Bei der Schlussrechnung wird abgerechnet, was über Wochen gelaufen ist: Abschläge, Nachträge, Skonto, Sicherheitseinbehalt. Genau deshalb steckt hier der größte Teil der Streitfälle — und zwar fast immer wegen Formfehlern, nicht wegen der Leistung.

Von 3 Minuten Lesezeit

Was sie von einer normalen Rechnung unterscheidet

  • Sie schließt ab. Nach der Schlussrechnung sollen keine weiteren Forderungen aus diesem Auftrag kommen. Wer etwas vergisst, hat es in aller Regel verloren.
  • Sie muss als solche bezeichnet sein. „Schlussrechnung" gehört in die Überschrift, damit für beide Seiten klar ist, was sie bedeutet.
  • Alle Abschlagszahlungen werden aufgeführt — einzeln, mit Datum und Betrag, und am Ende abgezogen. Eine Schlussrechnung, die nur den Restbetrag nennt, ist nicht nachvollziehbar.
  • Die Umsatzsteuer wird auf die Gesamtleistung berechnet, nicht auf den Restbetrag. Die in den Abschlägen bereits abgeführte Steuer wird verrechnet. Das ist der Fehler, der am häufigsten vorkommt.
  • Nachträge gehören hinein, jeder einzeln, mit Bezug auf die Beauftragung.

Wann sie fällig wird

Die Vergütung wird bei einem Werkvertrag mit der Abnahme fällig — nicht mit dem Versand der Rechnung. Ohne Abnahme keine fällige Schlussrechnung, und ohne fällige Forderung kein Verzug.

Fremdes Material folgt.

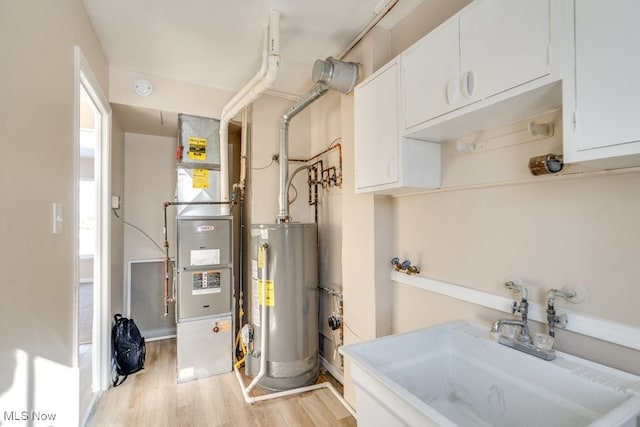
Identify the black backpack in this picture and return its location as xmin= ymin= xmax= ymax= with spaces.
xmin=111 ymin=314 xmax=147 ymax=387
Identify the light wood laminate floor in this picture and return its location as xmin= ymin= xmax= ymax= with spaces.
xmin=87 ymin=339 xmax=356 ymax=427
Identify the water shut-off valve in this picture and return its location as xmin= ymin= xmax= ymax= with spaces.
xmin=391 ymin=257 xmax=420 ymax=274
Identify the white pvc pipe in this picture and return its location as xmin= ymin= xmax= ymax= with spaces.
xmin=242 ymin=243 xmax=269 ymax=400
xmin=220 ymin=11 xmax=280 ymax=215
xmin=235 ymin=369 xmax=358 ymax=420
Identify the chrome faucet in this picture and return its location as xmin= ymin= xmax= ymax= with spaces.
xmin=490 ymin=280 xmax=556 ymax=360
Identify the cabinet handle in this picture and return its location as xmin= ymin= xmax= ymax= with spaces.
xmin=461 ymin=70 xmax=476 ymax=98
xmin=387 ymin=158 xmax=398 ymax=179
xmin=447 ymin=78 xmax=460 ymax=105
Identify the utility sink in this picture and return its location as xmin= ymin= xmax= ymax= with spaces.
xmin=340 ymin=321 xmax=640 ymax=427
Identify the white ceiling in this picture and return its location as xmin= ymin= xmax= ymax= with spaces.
xmin=83 ymin=0 xmax=422 ymax=96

  1. Erst Abnahme, dann Schlussrechnung. Die Reihenfolge ist nicht beliebig.
  2. Die Abnahme dokumentieren — mit Protokoll, Datum und Unterschrift. Sie kann auch durch Ingebrauchnahme oder Fristablauf eintreten; das gehört im Einzelfall geprüft.
  3. Prüffristen beachten. Je nach Vertragsart hat der Besteller Zeit, die Rechnung zu prüfen, bevor Verzug eintritt. Bei VOB-Verträgen gelten dafür eigene Fristen.
  4. Mängel berechtigen zum Einbehalt — aber nur in angemessener Höhe, nicht des Gesamtbetrags.

Dieser Beitrag ordnet ein und ersetzt keine Rechtsberatung; bei Bauverträgen unterscheiden sich BGB und VOB in wichtigen Punkten.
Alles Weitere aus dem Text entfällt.